Reggie Jackson stepped up to the plate and hit a .15 kg fast ball traveling at 36m/s, the impact caused the ball to leave his bat with a velocity of 45 m/s in the opposite direction. If the impact lasted for .002 seconds, with what force did Jackson exert on the baseball?

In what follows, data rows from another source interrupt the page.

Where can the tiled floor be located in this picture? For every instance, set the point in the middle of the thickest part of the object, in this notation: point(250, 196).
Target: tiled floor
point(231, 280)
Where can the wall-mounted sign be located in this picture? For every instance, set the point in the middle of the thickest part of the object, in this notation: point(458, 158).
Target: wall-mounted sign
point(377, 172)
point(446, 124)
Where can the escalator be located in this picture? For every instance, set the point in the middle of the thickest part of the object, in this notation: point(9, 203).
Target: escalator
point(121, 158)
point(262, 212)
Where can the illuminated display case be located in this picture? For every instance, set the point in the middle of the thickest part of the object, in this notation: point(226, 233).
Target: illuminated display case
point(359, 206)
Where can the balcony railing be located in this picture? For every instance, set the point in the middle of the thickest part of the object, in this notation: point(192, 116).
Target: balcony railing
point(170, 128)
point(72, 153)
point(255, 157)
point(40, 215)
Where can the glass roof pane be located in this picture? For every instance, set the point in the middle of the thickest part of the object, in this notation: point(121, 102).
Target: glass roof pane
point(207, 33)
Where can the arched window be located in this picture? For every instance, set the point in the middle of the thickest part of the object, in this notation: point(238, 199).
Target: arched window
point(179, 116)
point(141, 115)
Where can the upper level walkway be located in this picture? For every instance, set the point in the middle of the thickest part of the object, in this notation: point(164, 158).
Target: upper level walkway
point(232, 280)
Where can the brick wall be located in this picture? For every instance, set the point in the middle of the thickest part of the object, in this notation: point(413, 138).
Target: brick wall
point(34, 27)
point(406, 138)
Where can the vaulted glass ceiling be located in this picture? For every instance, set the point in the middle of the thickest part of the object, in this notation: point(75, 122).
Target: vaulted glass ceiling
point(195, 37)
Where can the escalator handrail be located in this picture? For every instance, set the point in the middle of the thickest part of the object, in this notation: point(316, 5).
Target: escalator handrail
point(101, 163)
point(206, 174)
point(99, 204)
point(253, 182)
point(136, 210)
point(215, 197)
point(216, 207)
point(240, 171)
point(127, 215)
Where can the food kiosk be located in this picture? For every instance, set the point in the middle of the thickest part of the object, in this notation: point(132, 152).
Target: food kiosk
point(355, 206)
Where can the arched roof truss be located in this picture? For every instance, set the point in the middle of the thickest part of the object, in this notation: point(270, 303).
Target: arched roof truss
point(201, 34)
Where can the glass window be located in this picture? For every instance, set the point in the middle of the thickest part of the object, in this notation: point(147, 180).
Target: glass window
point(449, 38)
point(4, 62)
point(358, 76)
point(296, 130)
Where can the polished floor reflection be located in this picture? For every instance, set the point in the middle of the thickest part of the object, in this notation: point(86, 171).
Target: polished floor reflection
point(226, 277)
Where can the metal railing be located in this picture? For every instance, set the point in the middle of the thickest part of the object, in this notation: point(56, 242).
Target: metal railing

F=MA=M*(v2-v1)/T where M=.15kg, v1=-36m/s, v2=45m/s, and T=.002s
F=(.15Kg)*(45m/s-(-36m/s))/(.002s)
F=(.15Kg)*(81m/s)/(.002s)
F=(12.15Kgm/s)/(.002s)
F=(6075Kgm/s^2)
F=6075N
wiener
To calculate the force exerted by Reggie Jackson on the baseball, we can use Newton's second law of motion, which states that force (F) is equal to the rate of change of momentum (mv) of an object and is given by the equation F = Δp/Δt.
First, let's calculate the initial momentum of the baseball before the impact. We can use the formula p = mv, where p is momentum, m is mass, and v is velocity.
Given:
Mass of the baseball (m) = 0.15 kg
Initial velocity of the baseball (v₁) = 36 m/s
Initial momentum (p₁) = m * v₁
= 0.15 kg * 36 m/s
= 5.4 kg·m/s
Next, let's calculate the final momentum of the baseball after the impact. We know that the baseball's final velocity (v₂) is 45 m/s, but we need to consider that it is in the opposite direction. Therefore, the final velocity will be negative.
Final momentum (p₂) = m * v₂
= 0.15 kg * (-45 m/s)
= -6.75 kg·m/s
Now, we can calculate the change in momentum (Δp), which is simply the final momentum minus the initial momentum.
Change in momentum (Δp) = p₂ - p₁
= -6.75 kg·m/s - 5.4 kg·m/s
= -12.15 kg·m/s
Finally, to find the force exerted by Reggie Jackson on the baseball (F), we divide the change in momentum by the duration of the impact (Δt).
Given:
Duration of the impact (Δt) = 0.002 seconds
Force (F) = Δp/Δt
= (-12.15 kg·m/s)/(0.002 seconds)
= -6075 N
The negative sign indicates that the force is in the opposite direction of the initial velocity.
So, Reggie Jackson exerted a force of -6075 Newtons on the baseball during the impact.